Queste considerazioni mi fanno trovare un po’ surreale la discussione sull’utilizzo o meno di qualsiasi strumento finanziario di sostegno alla ripresa, in particolare di quelli disponibili a breve termine. La liquidità serve hic et nunc, soprattutto se è a un costo prossimo allo zero. Chi afferma il contrario espliciti chiaramente le sue proposte operative attivabili fin da subito e ne dimostri la praticabilità e l’efficacia.

Qualcuno pone in evidenza il forte recupero dei Mercati borsistici, soprattutto negli USA, che anticiperebbero il trend dell’economia reale. Siamo in presenza di un mare di liquidità che le Banche Centrali hanno iniettato nel sistema, come mai prima nella storia si era verificato. Vedremo se la cura alla lunga funzionerà o se invece provocherà effetti perversi, come ad esempio la formazione di nuove bolle speculative dagli esiti imprevedibili.

Questioni più specifiche

Vengo ora ai quesiti più mirati. Fra i tanti ne scelgo uno, molto specifico e di cui peraltro si sta dibattendo in queste ore. Una questione a mio avviso meritevole di un’opinione che sento di poter esprimere in forza di una expertise e/o conoscenza diretta delle relative tematiche. Mi riferisco alla proposta di regolarizzazione della manodopera agricola stagionale. Premetto che si parla di permessi di soggiorno di tre-sei mesi, eventualmente – ma non automaticamente – rinnovabili.

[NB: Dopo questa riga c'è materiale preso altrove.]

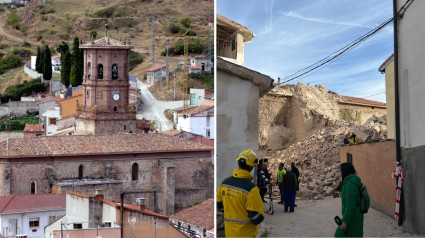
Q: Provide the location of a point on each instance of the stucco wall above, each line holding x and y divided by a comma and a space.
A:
390, 97
374, 163
411, 71
237, 114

Prima di ogni altra considerazione, è come al solito necessario partire dai numeri, con un dato imprescindibile. In Italia, i lavoratori stagionali con un contratto a tempo determinato sono circa il 90% degli occupati del settore primario. Questo valore si riferisce all’occupazione legalmente disciplinata e non comprende gli irregolari, numerosi soprattutto – ma non solo – nel Meridione. Un po’ più della metà sono extracomunitari, ma molto forte è la presenza di manodopera proveniente dall’Est Europa, Polonia e Romania in primis. Il loro impiego non è limitato a uno specifico periodo dell’anno, bensì è correlato con la differente stagionalità dei prodotti. Questo implica una costante continuità del fabbisogno di manodopera, pur con evidenti picchi da marzo/aprile fino a inizio novembre.

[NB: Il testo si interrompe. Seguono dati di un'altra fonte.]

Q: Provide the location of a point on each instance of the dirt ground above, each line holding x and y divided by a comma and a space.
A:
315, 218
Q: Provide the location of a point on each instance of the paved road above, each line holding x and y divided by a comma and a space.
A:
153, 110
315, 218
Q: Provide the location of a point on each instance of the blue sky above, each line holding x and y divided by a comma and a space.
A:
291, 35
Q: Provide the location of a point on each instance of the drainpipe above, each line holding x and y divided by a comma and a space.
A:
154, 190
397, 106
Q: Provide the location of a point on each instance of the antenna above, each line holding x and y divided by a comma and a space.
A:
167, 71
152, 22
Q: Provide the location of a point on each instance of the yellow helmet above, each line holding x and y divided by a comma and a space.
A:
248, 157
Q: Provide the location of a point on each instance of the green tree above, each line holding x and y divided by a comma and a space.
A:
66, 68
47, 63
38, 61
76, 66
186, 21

Il Governo, con il decreto “Cura Italia”, ha prorogato fino al 15 giugno la validità di tutti i permessi di soggiorno in scadenza, di modo che chi si trova già sul territorio nazionale possa rimanervi fino a quella data. Tale misura risolve però solo in parte il problema; rimangono infatti esclusi tutti quei lavoratori, soprattutto dell’Europa Orientale, che si trovano bloccati nel loro Paese e non possono rientrare da noi. Di conseguenza, il fabbisogno di lavoro delle aziende agricole rimane insoddisfatto.

Due possibili soluzioni

Per ovviare a questa situazione si prospettano due possibili strade: 1) concedere permessi per un tempo limitato a forza lavoro irregolare già presente sul territorio, misura che servirebbe anche come strumento di prevenzione igienico-sanitaria e, parallelamente, trattare con Polonia, Romania, Moldavia, etc. l’apertura dei c.d. “corridoi verdi” per il rientro degli stagionali provenienti da quegli Stati, opzione già prevista e autorizzata dalla Commissione europea; 2) utilizzare prioritariamente connazionali rimasti disoccupati a causa della crisi.

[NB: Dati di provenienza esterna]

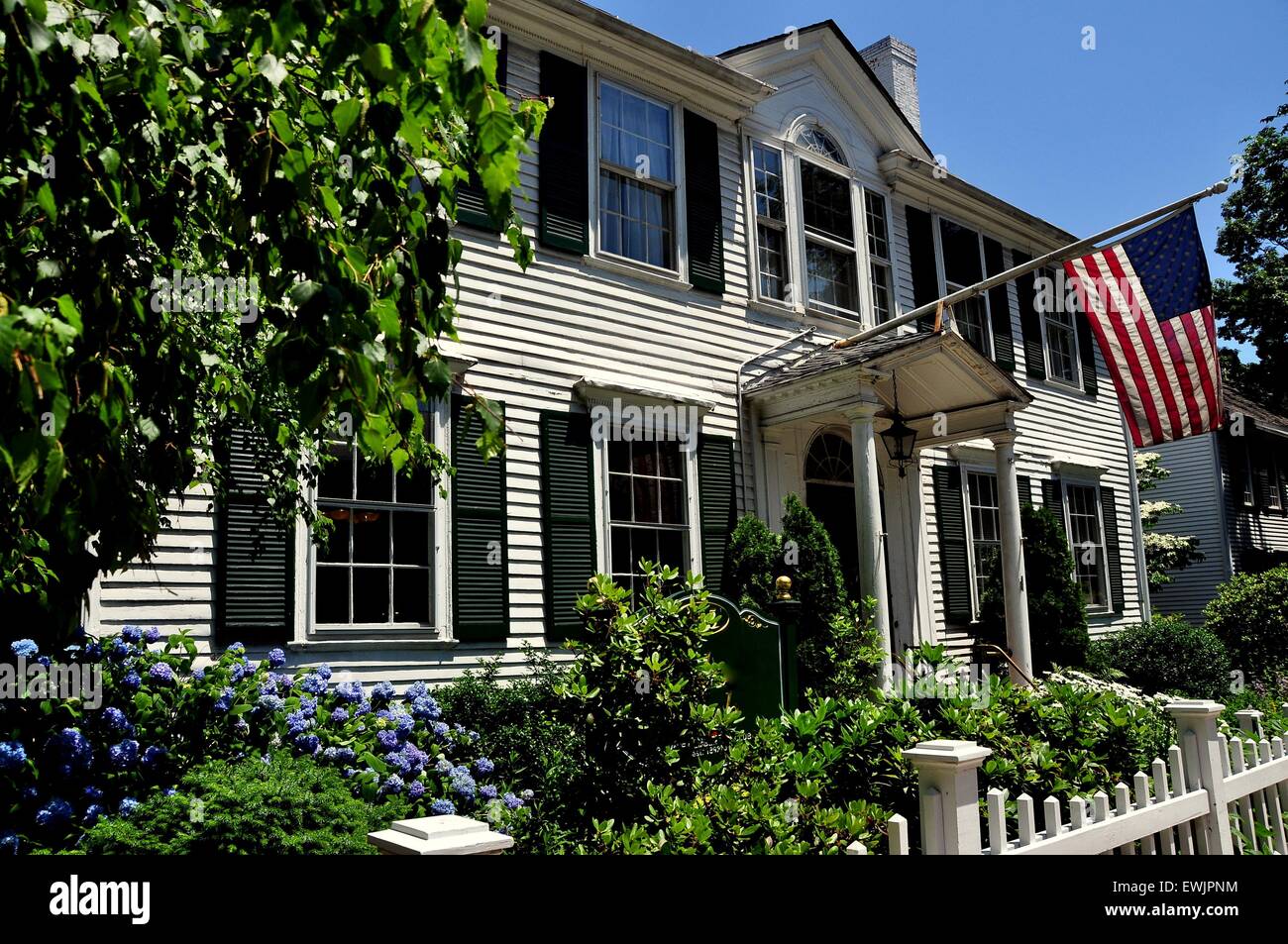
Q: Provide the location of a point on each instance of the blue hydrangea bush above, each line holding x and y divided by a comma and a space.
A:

Questa seconda ipotesi, teoricamente percorribile, si scontra con difficoltà oggettive di non agevole superamento, ammesso e non concesso che i candidati abbiano l’intenzione (e, aggiungo, la resistenza fisica) per accettare l’esercizio di lavori molto faticosi e non particolarmente remunerativi. L’esperienza di altri Paesi ha dimostrato che in queste eventualità si registrano cali vistosi di produttività e quindi sono gli stessi datori di lavoro a preferire altre vie. Inoltre, in Italia è fatto divieto di cumulare cassa integrazione con una qualsiasi forma di retribuzione.

Altri strumenti, come l’utilizzo dei voucher, risolverebbero solo una parte del problema. E allora? aldilà di ogni considerazione di tipo etico, sociale o, visti i tempi, di prevenzione medica, ho la sensazione che la questione abbia perso qualsiasi valenza economica e si stia giocando tutta sul terreno della politica. Consiglio vivamente agli attori/giocatori, prima di esprimere opinioni e proposte avventate o supportate solo da palesi connotazioni ideologiche, una sana sperimentazione sul campo, non solo in senso letterale. Molti ne trarrebbero sicuro beneficio, soprattutto in termini di risparmio adiposo.